Principles Underlying Internet Data Distribution

Adopted by the Unidata Policy Committee, 29 June 1994
Drafted by Dave Fulker

The Internet Data Distribution (IDD) system is a means by which Unidata universities can build and keep current their holdings of environmental data, especially those updated in near-real time. IDD is a "distributed application," with interacting components (data sources, data relays and data sinks) at many locations nationwide. Responsibilities for running and maintaining the IDD system also are distributed, on the assumption that proper balances among cost, data needs, performance and flexibility are best achieved through community effort--organized and guided by the Unidata Program Center (UPC)--rather than a more centralized endeavor.

Elaborated in subsequent sections are eight key principles that reflect the above purpose and underly the IDD system design:

  1. Data Reception Implies Relay Responsibilities
  2. The UPC Acquires Data of Very High Interest
  3. The UPC Chooses Routes for High-Interest Data
  4. Routing Is Ad Hoc for Data of Lesser Interest
  5. The High-Interest Category Is Defined by Actual Use
  6. Incentives and Criteria Exist for High-Level Relays
  7. The LDM Design Facilitates a Community Endeavor
  8. The Internet Will Evolve to Simplify the IDD

1. Data Reception Implies Relay Responsibilities

Those who receive information via IDD relay data to other Unidata users where practical and needed. Participants generally install components of the IDD system in computer and network settings sufficient to relay all data received to a minimum of one other site. This implies that users constrain their data requests to fall well within the capacities of their computers and networks.

2. The UPC Acquires Data of Very High Interest

To obtain rates possible only through "bulk purchases" or special agreements with agencies and providers, the UPC acquires widely used data streams for universities. In some cases, universities pay nothing to receive such data; in other cases (where usage is less or bulk purchases impractical) they pay the data providers, but costs are discounted through UPC-negotiated agreements. Unidata acquisition does not imply that the data flow through the UPC; the UPC will not become a data center or hub for IDD.

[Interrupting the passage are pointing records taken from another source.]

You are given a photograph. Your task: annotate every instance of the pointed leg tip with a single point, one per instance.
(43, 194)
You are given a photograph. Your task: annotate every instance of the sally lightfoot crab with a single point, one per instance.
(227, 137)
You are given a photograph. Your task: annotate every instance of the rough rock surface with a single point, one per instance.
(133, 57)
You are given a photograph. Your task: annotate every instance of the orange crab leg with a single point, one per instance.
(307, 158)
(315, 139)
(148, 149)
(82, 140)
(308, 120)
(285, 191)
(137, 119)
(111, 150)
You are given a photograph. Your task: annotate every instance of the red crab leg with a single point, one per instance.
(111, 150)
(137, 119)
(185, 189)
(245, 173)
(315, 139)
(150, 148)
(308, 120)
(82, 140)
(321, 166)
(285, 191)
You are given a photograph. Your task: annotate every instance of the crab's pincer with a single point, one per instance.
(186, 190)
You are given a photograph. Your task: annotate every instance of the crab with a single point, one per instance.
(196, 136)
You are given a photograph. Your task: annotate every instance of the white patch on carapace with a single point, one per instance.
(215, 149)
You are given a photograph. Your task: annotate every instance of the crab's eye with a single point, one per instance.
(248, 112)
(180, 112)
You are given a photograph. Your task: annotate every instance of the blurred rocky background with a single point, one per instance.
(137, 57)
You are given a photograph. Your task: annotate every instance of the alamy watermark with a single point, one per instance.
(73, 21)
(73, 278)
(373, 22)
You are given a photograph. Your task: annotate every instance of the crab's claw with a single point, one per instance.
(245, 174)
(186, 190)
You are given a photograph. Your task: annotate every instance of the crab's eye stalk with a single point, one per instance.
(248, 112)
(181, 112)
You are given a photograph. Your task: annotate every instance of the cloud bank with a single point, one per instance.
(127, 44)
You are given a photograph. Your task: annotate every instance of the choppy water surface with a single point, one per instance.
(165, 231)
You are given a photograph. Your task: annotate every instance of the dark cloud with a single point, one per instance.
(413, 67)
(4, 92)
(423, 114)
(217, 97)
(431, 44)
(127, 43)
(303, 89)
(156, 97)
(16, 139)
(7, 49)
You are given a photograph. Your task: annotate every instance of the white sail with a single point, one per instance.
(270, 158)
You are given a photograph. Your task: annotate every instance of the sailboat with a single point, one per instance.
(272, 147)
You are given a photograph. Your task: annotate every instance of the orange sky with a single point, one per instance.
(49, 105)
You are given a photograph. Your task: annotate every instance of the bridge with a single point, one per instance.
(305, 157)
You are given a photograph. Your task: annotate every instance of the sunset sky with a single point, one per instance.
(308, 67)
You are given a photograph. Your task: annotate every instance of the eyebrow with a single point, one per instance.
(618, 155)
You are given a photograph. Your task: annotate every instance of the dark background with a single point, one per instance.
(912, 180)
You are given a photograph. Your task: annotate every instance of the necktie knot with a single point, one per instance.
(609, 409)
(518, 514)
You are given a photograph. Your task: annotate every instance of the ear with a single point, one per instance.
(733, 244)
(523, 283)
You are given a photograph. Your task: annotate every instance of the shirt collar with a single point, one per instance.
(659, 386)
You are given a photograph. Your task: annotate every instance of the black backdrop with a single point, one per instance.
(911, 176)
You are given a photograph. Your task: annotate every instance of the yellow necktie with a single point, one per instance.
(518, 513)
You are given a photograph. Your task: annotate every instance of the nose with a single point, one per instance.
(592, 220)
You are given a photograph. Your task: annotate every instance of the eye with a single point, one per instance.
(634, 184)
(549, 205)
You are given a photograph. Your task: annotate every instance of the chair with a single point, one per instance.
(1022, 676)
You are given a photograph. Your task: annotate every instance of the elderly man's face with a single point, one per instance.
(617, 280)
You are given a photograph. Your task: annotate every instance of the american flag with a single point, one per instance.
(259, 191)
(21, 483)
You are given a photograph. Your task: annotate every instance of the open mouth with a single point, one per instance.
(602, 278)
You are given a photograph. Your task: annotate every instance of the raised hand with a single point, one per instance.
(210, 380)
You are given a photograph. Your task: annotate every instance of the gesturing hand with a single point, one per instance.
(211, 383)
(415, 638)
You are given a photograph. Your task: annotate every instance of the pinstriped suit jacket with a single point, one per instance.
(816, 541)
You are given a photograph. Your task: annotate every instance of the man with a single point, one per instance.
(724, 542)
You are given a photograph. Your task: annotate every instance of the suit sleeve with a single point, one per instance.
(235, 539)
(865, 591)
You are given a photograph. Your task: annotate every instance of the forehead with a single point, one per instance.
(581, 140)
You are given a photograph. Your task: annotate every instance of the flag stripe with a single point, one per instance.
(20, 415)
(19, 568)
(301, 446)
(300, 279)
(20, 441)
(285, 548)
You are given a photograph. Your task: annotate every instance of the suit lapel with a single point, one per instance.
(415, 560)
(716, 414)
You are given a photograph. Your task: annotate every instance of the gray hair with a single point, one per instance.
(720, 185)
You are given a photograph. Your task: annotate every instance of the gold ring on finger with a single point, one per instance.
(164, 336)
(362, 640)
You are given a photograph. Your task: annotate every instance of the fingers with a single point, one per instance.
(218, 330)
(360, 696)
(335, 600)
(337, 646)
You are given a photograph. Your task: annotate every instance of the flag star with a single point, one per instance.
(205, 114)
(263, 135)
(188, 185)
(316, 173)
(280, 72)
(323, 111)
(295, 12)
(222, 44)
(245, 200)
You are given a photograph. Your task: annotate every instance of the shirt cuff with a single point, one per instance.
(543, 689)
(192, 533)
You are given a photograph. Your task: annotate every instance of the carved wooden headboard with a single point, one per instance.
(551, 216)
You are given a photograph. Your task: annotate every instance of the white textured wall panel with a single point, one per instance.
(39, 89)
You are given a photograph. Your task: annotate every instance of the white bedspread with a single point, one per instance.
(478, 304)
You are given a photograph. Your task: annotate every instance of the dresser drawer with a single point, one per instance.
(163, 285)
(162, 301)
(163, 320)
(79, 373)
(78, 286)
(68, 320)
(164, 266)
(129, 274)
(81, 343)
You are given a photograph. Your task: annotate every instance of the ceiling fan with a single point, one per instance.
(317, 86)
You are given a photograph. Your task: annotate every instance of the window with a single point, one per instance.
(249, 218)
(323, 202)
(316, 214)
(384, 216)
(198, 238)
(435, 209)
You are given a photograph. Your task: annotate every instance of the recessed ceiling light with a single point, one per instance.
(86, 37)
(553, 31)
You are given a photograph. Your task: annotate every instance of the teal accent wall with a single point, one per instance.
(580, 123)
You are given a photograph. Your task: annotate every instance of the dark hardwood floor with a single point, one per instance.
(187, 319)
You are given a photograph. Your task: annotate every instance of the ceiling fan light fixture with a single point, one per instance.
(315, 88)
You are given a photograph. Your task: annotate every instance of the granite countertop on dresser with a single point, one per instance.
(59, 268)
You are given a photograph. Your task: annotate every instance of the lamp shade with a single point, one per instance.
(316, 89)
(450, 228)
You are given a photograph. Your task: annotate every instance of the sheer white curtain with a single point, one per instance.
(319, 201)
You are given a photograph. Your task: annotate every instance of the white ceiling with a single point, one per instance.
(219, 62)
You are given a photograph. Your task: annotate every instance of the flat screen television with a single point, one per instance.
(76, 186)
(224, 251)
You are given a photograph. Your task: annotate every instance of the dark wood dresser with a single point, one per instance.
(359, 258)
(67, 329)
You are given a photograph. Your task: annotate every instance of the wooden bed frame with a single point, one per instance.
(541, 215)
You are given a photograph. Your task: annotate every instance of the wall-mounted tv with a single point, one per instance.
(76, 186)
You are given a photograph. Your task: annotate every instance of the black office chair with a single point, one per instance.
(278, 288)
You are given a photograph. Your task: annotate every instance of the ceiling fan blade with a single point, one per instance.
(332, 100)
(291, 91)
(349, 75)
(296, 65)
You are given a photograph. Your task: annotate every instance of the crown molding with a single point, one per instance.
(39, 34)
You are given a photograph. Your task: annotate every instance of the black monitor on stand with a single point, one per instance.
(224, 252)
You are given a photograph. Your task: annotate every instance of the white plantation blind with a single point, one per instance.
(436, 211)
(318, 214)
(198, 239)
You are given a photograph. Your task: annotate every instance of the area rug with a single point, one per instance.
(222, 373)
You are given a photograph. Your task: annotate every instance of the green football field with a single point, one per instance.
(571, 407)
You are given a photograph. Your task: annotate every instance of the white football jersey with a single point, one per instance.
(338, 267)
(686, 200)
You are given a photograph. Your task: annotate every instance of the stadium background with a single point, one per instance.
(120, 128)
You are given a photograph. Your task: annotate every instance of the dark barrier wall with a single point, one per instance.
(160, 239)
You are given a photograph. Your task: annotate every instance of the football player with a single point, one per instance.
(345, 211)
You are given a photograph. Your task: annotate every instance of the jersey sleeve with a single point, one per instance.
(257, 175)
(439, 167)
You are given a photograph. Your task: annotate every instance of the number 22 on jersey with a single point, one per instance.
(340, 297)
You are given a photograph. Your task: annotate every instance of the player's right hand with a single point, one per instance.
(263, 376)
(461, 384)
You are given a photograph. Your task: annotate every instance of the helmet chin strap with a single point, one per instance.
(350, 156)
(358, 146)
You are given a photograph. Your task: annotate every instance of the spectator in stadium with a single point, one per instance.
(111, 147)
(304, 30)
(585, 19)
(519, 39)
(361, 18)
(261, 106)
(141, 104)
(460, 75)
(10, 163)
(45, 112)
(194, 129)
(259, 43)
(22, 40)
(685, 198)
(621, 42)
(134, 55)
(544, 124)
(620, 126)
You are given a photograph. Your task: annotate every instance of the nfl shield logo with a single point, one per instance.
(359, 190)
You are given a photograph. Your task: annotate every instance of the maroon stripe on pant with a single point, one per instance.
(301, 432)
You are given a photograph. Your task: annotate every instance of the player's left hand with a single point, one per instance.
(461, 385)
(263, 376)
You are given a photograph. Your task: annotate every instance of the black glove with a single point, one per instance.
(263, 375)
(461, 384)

3. The UPC Chooses Routes for High-Interest Data

The UPC identifies effective routes for high-interest data from each source to each recipient. Routes are established for both normal and outage conditions, which may occur at any relay. In general, suggested routes are chosen to optimize performance and minimize redundant network traffic; in time, routing may become more dynamic, especially for data (such as from radars) for which demand is intermittent. Routings may be distinct for each data source and even for subsets from a single source. As the IDD system matures, the UPC will make fewer routing decisions and move toward monitoring the system and providing information and automation to simplify users' routing and management decisions.

4. Routing Is Ad Hoc for Data of Lesser Interest

For data of low to moderate interest, the UPC offers little guidance on routing or other management functions. The exception to this principle is that the UPC discourages sites from handling lesser-interest data in ways that interfere with high-interest data flows. In other words, lesser-interest flows must not consume system and network capacities to the point that significant degradations occur for high-interest data. This principle implies that any organization with adequate system and network capacities may become a provider simply by offering data, and those data become part of the IDD system when one or more Unidata sites chooses to receive them.

5. The High-Interest Category Is Defined by Actual Use

The classification of data as high interest is determined by actual use as indicated by the number of recipient universities. In consultation with the Unidata Policy and Users Committees, the level at which data becomes high interest is set to accord with resource constraints and other factors.

6. Incentives and Criteria Exist for High-Level Relays

There are natural incentives to serve as high-level relays (being close to the data sources increases reliability and reduces latency), but not every site can do so effectively. To ensure satisfactory reception at dependent sites, the criteria for high-level relays are quite stringent, especially regarding system and network capacities: top-level relays must feed between five and ten second-level relays, which means they must handle six to eleven times the data volume required to meet local needs. So that there are enough such relays, well maintained and well positioned in respect to the underlying network, Unidata encourages the National Science Foundation to offer additional incentives, such as grants for equipment and other resources targeted to meet this need.

7. The LDM Design Facilitates a Community Endeavor

The design of the Local Data Manager (LDM) software--on which IDD is based--facilitates adherence to these principles. Beyond offering ease of use and support for local control, LDM software collects statistics on performance and usage, and it eventually will utilize UPC-selected routes by default. The statistics are used to identify high-interest data and to diagnose problems at relay sites. As the LDM matures, routing will become simpler and increasingly automated.

8. The Internet Will Evolve to Simplify the IDD

The IDD system gains capacity and economy by exploiting new Internet services and capabilities as they materialize. Of particular note will be the provision by the networks of point-to-multipoint transmission services. These services may make relays and UPC-selected data routes unnecessary, in which case Unidata likely will focus attention on data recovery and retrospective data-access methods. These will be necessary because multicast services are unlikely to provide full reliability.